# chupacabra in blanco Texas



## Texashookers (May 30, 2009)

*The Chupacabra Caught?*

by Mike Krumboltz 2 hours ago 
342 Votes 
It really does exist! Maybe! The famed chupacabra has apparently been found, and it's a Texan. 
Or at least it was. The beast is now dead, but news of its capture near Blanco, Texas, inspired Bigfoot-sized searches. Lookups on "chupacabra" surged a whopping 571%, and related queries on "what does chupacabra mean" also roared. (For the record, its rough translation is "goat sucker.") The find also inspired renewed interest in the equally notorious Montauk Monster.
Jerry Ayer, owner of Blanco Taxidermy School, has possession of the mythical beast's body.

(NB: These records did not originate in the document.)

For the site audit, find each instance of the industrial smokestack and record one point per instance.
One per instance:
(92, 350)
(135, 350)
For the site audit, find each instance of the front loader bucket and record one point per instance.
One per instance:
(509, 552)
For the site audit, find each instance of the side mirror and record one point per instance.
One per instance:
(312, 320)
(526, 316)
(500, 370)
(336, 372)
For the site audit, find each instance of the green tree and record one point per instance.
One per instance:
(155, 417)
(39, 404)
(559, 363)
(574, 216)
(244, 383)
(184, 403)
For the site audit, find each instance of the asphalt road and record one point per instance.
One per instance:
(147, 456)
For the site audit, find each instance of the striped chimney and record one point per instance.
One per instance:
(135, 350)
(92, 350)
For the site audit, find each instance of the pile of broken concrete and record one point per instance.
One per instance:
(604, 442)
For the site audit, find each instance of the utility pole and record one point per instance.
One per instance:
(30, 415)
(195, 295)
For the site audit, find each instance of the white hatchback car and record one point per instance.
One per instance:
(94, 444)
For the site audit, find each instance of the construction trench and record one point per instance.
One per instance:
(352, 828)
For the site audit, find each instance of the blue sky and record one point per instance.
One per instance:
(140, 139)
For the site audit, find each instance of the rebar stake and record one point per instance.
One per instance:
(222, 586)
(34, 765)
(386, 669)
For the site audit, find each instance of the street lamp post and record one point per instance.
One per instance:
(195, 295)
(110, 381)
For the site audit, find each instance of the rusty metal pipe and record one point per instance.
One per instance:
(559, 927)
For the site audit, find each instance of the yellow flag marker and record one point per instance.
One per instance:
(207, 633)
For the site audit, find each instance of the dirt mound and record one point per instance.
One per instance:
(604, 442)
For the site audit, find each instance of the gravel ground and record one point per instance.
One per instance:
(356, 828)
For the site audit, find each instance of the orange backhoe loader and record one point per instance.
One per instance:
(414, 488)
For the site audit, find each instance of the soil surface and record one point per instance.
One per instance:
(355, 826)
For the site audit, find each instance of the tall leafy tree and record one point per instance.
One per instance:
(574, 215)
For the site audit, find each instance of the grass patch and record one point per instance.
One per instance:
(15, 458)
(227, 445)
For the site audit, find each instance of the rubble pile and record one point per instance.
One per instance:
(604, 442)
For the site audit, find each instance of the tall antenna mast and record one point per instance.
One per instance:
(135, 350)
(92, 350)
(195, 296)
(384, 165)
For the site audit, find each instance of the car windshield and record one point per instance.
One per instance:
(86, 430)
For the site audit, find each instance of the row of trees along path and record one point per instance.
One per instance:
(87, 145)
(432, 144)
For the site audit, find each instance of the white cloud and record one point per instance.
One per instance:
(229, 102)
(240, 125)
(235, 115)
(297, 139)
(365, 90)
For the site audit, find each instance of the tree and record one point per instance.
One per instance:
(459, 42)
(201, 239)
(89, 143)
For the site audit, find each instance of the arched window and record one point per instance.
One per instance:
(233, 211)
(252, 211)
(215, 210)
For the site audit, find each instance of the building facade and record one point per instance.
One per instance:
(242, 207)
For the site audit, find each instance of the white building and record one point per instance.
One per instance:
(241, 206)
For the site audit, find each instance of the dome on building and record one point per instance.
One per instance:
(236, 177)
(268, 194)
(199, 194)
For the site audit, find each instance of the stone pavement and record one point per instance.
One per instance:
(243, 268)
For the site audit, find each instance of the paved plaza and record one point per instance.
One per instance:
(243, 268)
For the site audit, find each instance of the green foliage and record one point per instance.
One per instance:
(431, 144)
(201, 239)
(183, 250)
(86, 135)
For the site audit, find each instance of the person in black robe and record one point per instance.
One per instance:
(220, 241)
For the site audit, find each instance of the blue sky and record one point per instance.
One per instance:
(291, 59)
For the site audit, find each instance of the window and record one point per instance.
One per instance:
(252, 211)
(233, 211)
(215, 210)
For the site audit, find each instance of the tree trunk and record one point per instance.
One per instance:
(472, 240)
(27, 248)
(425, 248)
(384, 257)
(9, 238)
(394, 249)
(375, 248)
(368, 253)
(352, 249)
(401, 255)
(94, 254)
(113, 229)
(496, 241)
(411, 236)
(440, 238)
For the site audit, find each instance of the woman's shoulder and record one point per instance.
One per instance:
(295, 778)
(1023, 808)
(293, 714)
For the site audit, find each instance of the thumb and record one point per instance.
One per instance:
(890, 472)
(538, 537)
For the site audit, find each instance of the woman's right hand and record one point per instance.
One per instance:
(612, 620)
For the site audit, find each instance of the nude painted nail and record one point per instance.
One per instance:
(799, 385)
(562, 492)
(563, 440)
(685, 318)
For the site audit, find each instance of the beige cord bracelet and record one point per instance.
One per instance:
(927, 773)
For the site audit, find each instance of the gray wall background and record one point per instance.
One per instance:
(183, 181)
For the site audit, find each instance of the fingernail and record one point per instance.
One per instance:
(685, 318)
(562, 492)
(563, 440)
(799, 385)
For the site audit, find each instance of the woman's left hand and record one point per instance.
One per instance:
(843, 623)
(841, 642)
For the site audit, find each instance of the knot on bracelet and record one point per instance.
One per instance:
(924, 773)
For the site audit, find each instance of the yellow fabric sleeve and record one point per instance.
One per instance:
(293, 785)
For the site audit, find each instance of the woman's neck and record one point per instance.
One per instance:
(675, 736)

According to CNN, the animal was discovered by one of Ayer's students. The student had "placed poison...to catch an unidentified animal that had gotten into a family member's barn." Little did the student know the animal in question was (maybe) the chupacabra.
In the video from CNN (which is pretty gross, so beware), Ayer shows off some of the unusual features of the animal, including abnormally long legs and teeth. It looks a bit like the world's ugliest (and meanest) dog.
Of course, this is hardly the first time someone has claimed to have captured the chupacabra. In years past, brave souls have spotted it in places ranging from Russia to Maine to the Philippines. Often the animal is spotted by folks who conveniently forget to snap a photo.
Not so this time. Ayer says he plans to preserve the animal and then donate it to a local museum so it can be enjoyed by others. As the taxidermist puts it, the beast is "a tremendous conversation piece." Sort of like the Mona Lisa or a really stellar collection of garden gnomes. http://www.cnn.com/video/#/video/offbeat/2009/09/01/roldan.chupacabra.KSAT?iref=videosearch


----------



## mastercylinder60 (Dec 18, 2005)

i have 5000 acres of prime farmland in lafourche parish that you might be interested in. and just for you, i'll give it to you real cheap.


----------



## jamisjockey (Jul 30, 2009)

Coyote with mange.


----------



## 535 (May 23, 2004)

total fake, thats a Mexican Hairless mixed with pit-bull... here is what a real chupa looks like...


----------



## notthatdeep (Feb 5, 2005)

dog or coyote with bad case of mange.


----------